Donghyuck posa son front contre le comptoir.
« C'est bien ça le soucis. J'aime pas quand c'est pas clair.
- Personne n'aime vraiment ça, tu sais. » répliqua le roux.
Un silence.
« Tu t'es déclaré ? demanda Chenle qui ne perdait pas le nord.
- Oui. Je l'ai fait parce que je croyais qu'il s'était déclaré aussi.
- À toi ?
- À moi, oui. Il m'a offert des lilas blancs. »

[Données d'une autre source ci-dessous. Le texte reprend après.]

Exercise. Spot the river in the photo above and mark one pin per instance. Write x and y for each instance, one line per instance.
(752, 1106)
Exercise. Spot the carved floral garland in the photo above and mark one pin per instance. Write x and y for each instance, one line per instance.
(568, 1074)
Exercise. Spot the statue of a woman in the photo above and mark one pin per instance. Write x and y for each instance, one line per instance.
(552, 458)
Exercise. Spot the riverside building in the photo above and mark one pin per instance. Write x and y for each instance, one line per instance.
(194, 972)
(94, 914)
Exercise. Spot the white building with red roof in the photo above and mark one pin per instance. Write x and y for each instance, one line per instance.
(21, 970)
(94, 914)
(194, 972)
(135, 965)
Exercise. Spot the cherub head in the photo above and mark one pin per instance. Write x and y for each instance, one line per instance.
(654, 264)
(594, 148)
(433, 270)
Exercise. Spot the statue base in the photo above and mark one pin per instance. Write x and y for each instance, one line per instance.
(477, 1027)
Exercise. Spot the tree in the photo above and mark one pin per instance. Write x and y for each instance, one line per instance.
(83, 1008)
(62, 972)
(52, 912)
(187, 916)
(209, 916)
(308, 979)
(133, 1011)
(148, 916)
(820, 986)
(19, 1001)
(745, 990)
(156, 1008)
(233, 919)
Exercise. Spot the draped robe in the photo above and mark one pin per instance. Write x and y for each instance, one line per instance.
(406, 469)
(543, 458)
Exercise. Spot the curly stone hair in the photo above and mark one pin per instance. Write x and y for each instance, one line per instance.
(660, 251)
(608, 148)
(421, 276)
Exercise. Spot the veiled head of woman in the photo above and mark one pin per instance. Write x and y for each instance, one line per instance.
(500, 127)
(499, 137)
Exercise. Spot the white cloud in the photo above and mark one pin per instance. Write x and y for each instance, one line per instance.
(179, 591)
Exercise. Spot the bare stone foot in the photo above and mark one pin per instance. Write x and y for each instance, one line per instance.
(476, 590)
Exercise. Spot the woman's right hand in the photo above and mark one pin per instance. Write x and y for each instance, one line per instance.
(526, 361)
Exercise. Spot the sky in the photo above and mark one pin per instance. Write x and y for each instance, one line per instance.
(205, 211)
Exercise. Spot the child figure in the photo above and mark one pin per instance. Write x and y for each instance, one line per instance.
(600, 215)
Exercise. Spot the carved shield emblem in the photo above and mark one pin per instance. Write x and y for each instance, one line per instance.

Le commerçant sentit le benjamin froncer les sourcils et Jaemin faire les gros yeux à son égard.
« Il a dit qu'il en connaissait sa signification.
- D'accord. Et toi, qu'est-ce que t'as fait ? interrogea le plus grand.
- Je lui ai offert des violettes. Je le lui ai pas directement demandé mais j'espérais qu'il aille en chercher le symbole ou je sais pas quoi. Peut être que je me suis fait des idées. »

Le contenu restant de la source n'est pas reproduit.